The potentiation of analgesic activity of paracetamol plus morphine involves the serotonergic system in rat brain.

OBJECTIVE AND
DESIGN: We investigated the antinociceptive effect of subactive doses of paracetamol and morphine, given in combination. MATERIAL AND TREATMENT: Male Wistar rats were injected with paracetamol (50 or 100 mg/kg i.p.) and morphine (2, 3 or 5 mg/kg s.c.) 10 min later and subjected to algesimetric tests 20 min thereafter.
METHODS: Pain threshold was evaluated in the hot-plate and formalin tests. 5-HT2 receptor binding capacity and 5-HT and 5-HIAA levels were measured in cortical and pontine areas of the brain by means of radioligand binding technique and by HPLC, respectively. Statistical analysis was done using Student-Neuman-Keul's test and 2 x 2 factorial analysis.

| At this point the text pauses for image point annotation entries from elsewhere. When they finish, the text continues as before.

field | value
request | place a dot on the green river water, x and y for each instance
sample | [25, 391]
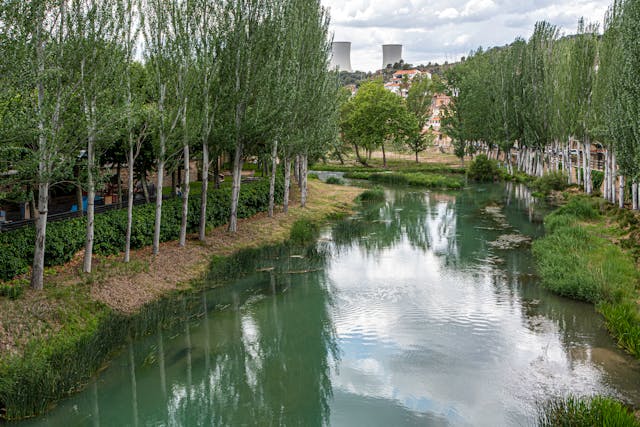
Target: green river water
[424, 310]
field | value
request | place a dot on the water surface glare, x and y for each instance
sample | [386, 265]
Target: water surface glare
[423, 310]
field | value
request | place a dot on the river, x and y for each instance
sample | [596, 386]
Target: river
[422, 310]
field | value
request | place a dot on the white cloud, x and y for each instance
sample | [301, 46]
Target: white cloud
[439, 31]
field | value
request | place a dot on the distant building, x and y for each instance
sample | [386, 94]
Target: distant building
[438, 103]
[401, 81]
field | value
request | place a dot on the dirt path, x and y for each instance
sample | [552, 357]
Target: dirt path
[127, 287]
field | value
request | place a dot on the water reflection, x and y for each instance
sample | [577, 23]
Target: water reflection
[422, 310]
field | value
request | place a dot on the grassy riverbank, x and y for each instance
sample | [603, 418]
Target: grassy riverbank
[52, 342]
[590, 253]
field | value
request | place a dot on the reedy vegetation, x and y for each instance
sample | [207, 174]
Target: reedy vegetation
[246, 77]
[542, 96]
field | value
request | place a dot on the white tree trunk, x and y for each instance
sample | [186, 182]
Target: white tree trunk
[205, 190]
[91, 187]
[130, 161]
[304, 159]
[37, 273]
[185, 196]
[621, 193]
[287, 184]
[587, 155]
[272, 183]
[614, 175]
[235, 189]
[605, 193]
[159, 185]
[187, 179]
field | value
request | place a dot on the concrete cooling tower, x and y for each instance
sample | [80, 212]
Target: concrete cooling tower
[391, 54]
[341, 56]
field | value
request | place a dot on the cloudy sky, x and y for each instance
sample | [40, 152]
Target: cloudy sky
[442, 30]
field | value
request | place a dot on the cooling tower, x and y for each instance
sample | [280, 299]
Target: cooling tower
[391, 54]
[341, 56]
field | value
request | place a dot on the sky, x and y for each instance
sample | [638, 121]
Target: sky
[446, 30]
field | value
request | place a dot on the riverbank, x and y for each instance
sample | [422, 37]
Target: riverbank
[591, 253]
[53, 341]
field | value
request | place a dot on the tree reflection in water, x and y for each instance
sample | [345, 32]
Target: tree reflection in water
[253, 368]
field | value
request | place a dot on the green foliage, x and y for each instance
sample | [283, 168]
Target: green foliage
[358, 175]
[418, 180]
[375, 194]
[552, 181]
[375, 117]
[623, 321]
[574, 261]
[55, 368]
[581, 208]
[303, 232]
[576, 412]
[483, 169]
[597, 178]
[11, 290]
[335, 180]
[66, 238]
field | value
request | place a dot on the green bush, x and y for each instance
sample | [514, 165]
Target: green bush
[357, 175]
[303, 232]
[582, 208]
[66, 238]
[11, 291]
[576, 412]
[552, 181]
[623, 321]
[574, 263]
[597, 178]
[335, 180]
[375, 194]
[483, 169]
[418, 180]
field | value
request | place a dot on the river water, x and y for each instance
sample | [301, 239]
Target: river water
[422, 310]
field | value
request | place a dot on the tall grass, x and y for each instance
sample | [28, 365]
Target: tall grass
[575, 412]
[552, 181]
[375, 194]
[575, 261]
[418, 180]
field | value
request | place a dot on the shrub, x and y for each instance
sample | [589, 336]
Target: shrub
[335, 180]
[552, 181]
[11, 291]
[303, 232]
[418, 180]
[582, 208]
[483, 169]
[596, 411]
[66, 238]
[597, 178]
[623, 321]
[358, 175]
[375, 194]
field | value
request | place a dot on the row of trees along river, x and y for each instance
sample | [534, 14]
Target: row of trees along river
[175, 78]
[538, 96]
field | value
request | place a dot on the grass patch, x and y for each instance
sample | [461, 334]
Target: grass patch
[578, 259]
[418, 180]
[333, 180]
[303, 232]
[358, 175]
[552, 181]
[375, 194]
[483, 169]
[576, 412]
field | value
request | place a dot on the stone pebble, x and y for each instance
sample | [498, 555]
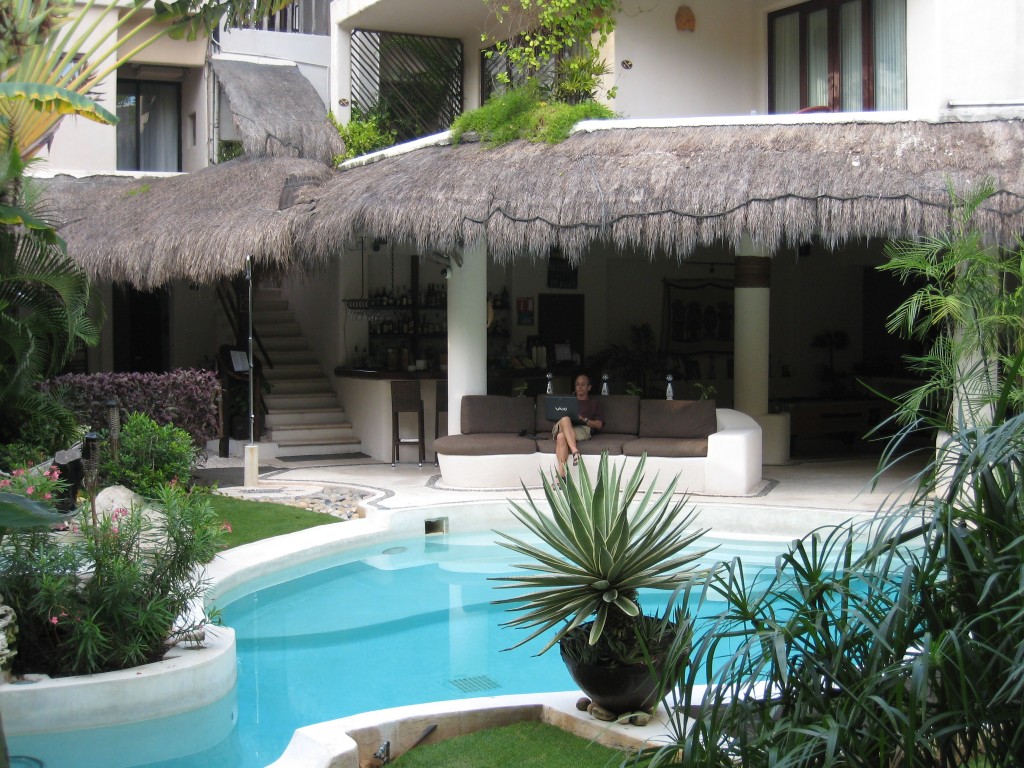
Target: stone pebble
[340, 503]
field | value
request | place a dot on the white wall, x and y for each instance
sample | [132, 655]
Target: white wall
[715, 70]
[84, 145]
[310, 52]
[965, 50]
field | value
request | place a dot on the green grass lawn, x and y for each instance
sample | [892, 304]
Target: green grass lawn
[528, 744]
[251, 521]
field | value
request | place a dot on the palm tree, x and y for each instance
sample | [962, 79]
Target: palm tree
[51, 59]
[46, 312]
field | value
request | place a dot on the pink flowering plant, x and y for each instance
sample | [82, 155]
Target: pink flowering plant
[41, 483]
[115, 595]
[27, 499]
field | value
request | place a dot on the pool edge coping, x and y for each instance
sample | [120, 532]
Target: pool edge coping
[137, 694]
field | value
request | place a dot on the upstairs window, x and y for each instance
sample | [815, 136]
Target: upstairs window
[414, 81]
[841, 55]
[148, 126]
[302, 16]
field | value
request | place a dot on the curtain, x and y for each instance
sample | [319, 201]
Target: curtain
[890, 54]
[851, 57]
[159, 127]
[785, 46]
[127, 122]
[817, 58]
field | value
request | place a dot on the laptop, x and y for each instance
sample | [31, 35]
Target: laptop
[555, 407]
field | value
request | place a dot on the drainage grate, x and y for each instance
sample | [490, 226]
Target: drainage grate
[474, 684]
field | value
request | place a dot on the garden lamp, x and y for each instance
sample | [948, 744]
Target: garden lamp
[114, 425]
[90, 462]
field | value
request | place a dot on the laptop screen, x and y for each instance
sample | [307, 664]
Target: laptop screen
[555, 407]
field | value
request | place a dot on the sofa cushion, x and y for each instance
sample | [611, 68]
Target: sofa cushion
[496, 414]
[669, 448]
[484, 444]
[690, 419]
[598, 443]
[622, 415]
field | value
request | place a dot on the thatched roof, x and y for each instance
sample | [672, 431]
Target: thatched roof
[278, 112]
[197, 226]
[671, 189]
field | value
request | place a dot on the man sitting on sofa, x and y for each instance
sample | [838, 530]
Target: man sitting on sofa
[566, 434]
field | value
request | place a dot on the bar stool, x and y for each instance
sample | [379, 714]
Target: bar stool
[406, 399]
[440, 407]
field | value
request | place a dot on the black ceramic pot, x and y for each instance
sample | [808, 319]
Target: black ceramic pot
[617, 689]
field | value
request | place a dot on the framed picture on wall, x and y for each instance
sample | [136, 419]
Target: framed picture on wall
[560, 272]
[697, 316]
[524, 311]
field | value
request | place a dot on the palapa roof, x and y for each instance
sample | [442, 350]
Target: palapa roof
[276, 111]
[670, 189]
[197, 226]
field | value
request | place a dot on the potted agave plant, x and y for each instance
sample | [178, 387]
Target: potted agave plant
[598, 548]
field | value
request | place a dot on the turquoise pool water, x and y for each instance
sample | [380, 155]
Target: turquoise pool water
[402, 623]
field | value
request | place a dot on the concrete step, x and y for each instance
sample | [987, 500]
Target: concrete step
[292, 357]
[279, 330]
[298, 417]
[296, 401]
[293, 371]
[317, 433]
[286, 343]
[301, 386]
[312, 449]
[264, 317]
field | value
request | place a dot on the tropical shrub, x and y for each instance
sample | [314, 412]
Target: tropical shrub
[112, 597]
[185, 397]
[601, 545]
[568, 33]
[150, 456]
[909, 652]
[525, 113]
[367, 131]
[47, 311]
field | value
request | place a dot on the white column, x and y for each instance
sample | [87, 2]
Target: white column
[467, 310]
[753, 301]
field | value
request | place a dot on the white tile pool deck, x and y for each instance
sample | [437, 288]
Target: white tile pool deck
[796, 499]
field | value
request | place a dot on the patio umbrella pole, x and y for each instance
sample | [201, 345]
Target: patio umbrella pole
[252, 450]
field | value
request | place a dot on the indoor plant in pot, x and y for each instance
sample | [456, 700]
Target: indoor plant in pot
[597, 549]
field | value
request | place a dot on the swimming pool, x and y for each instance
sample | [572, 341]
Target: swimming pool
[388, 624]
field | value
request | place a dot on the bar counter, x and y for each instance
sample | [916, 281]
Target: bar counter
[366, 395]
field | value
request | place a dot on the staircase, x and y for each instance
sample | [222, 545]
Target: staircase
[304, 417]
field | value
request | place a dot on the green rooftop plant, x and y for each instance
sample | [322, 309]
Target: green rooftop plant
[366, 131]
[524, 113]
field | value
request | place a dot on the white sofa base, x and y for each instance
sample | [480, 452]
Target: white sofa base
[732, 466]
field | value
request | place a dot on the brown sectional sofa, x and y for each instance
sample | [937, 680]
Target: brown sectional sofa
[506, 441]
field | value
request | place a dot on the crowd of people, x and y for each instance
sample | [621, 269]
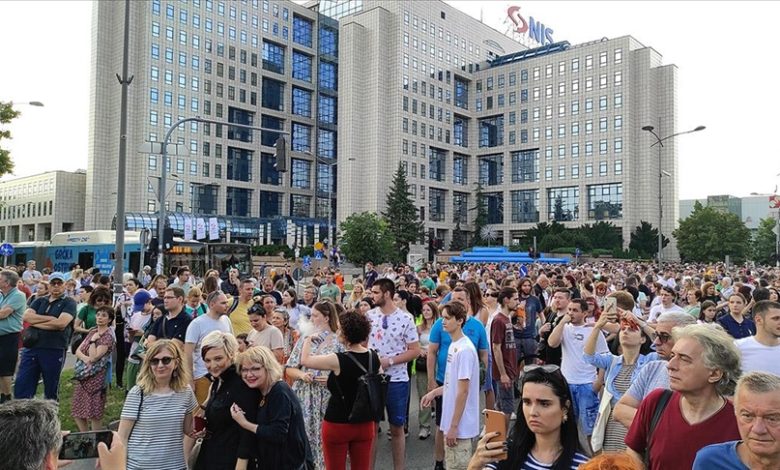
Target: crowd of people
[616, 363]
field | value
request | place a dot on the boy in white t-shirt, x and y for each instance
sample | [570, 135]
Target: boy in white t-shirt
[460, 392]
[760, 352]
[571, 334]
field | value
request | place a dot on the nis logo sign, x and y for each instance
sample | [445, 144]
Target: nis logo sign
[535, 30]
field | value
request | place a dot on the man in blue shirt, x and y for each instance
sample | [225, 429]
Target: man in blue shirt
[51, 322]
[757, 406]
[438, 348]
[12, 306]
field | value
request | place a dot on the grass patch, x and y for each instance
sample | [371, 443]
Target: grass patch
[114, 402]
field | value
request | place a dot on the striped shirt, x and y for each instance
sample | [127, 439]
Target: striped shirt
[532, 464]
[156, 442]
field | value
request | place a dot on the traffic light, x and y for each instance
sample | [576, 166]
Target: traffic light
[281, 154]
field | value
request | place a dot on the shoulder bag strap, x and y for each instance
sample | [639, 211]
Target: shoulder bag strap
[137, 414]
[659, 410]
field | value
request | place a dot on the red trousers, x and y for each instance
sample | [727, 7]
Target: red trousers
[338, 439]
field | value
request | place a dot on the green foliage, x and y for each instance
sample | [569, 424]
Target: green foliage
[644, 240]
[401, 216]
[603, 235]
[764, 242]
[708, 235]
[7, 114]
[367, 237]
[284, 250]
[458, 241]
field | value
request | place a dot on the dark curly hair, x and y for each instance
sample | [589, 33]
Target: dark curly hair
[355, 327]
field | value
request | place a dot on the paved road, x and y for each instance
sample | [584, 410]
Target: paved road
[419, 454]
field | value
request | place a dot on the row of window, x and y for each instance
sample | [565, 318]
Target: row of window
[604, 201]
[26, 210]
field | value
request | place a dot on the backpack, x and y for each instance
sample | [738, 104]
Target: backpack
[369, 404]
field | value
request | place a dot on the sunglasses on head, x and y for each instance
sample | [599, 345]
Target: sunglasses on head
[157, 360]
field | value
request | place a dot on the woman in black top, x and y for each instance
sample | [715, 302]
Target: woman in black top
[279, 437]
[222, 445]
[340, 435]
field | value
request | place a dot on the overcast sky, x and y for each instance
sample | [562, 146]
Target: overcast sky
[726, 53]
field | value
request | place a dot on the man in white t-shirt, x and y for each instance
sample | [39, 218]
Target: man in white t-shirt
[761, 352]
[668, 296]
[264, 333]
[460, 392]
[215, 319]
[571, 334]
[394, 336]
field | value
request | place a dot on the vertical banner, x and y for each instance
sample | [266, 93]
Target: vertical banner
[187, 228]
[200, 229]
[213, 228]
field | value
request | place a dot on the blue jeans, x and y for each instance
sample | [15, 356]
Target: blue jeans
[586, 406]
[37, 362]
[397, 399]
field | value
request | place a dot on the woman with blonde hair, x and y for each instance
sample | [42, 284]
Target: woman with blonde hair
[311, 384]
[223, 444]
[275, 429]
[158, 410]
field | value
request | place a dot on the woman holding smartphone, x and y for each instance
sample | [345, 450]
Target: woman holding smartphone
[222, 445]
[158, 411]
[545, 432]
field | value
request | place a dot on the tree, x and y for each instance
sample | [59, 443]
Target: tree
[709, 235]
[764, 242]
[366, 237]
[7, 114]
[401, 215]
[458, 242]
[644, 240]
[481, 219]
[603, 235]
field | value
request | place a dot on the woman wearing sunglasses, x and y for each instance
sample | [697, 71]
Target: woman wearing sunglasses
[621, 370]
[222, 445]
[158, 411]
[545, 433]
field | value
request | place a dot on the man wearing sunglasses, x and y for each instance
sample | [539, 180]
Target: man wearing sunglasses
[654, 373]
[51, 324]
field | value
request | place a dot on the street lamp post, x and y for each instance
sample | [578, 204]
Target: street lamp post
[659, 141]
[161, 216]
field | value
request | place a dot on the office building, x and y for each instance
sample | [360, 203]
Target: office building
[36, 207]
[550, 131]
[259, 63]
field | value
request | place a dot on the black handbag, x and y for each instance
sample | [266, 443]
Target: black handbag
[369, 404]
[30, 337]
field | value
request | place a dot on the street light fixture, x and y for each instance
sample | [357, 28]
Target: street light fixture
[659, 141]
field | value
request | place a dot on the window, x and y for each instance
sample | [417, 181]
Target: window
[605, 201]
[302, 31]
[273, 57]
[300, 173]
[301, 138]
[302, 64]
[525, 206]
[563, 204]
[491, 170]
[301, 102]
[525, 166]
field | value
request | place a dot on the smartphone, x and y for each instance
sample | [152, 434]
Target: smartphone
[495, 421]
[199, 423]
[83, 445]
[610, 308]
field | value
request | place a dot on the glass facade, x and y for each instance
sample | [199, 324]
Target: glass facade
[605, 201]
[525, 206]
[563, 204]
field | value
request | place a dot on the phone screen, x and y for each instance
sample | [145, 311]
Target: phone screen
[83, 445]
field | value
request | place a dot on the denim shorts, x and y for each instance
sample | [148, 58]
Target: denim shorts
[397, 398]
[586, 406]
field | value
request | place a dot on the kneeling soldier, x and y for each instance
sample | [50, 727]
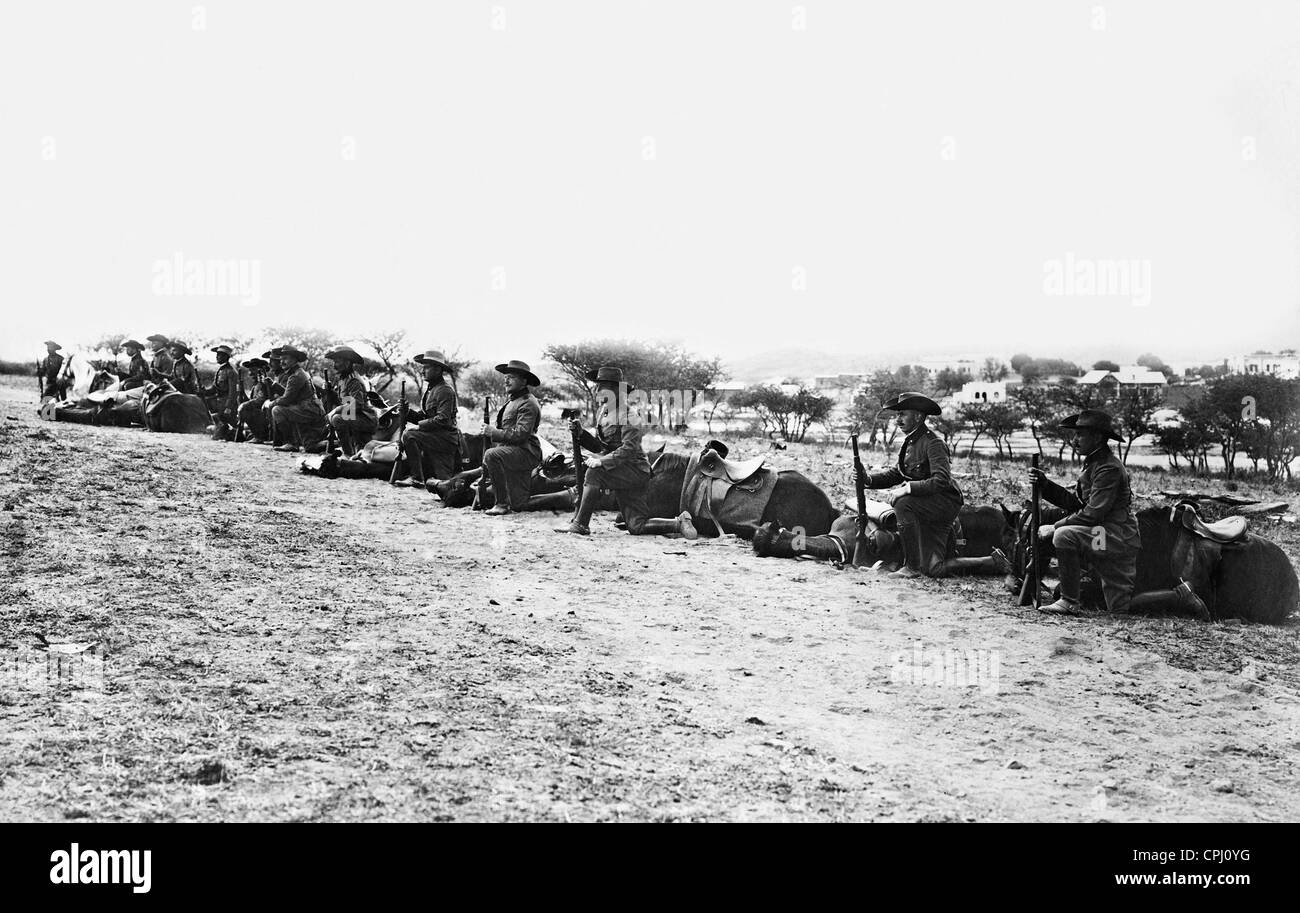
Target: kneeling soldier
[222, 397]
[354, 419]
[622, 468]
[139, 370]
[433, 444]
[183, 375]
[1099, 518]
[298, 415]
[510, 464]
[921, 489]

RESULTS: Only when given in combination, paracetamol (100 mg/kg) and morphine (2 and 3 mg/kg) were able to evoke an antinociceptive effect in both tests associated with an increase in 5-HT levels and a decrease in 5-HT2 receptors in the cortex. These effects were prevented by i.p. pretreatment with naloxone (1 mg/kg i.p.).
CONCLUSIONS: Subactive doses of paracetamol and morphine exert an analgesic effect when given in combination in the rat and indicate an involvement of both serotonergic and opiatergic systems.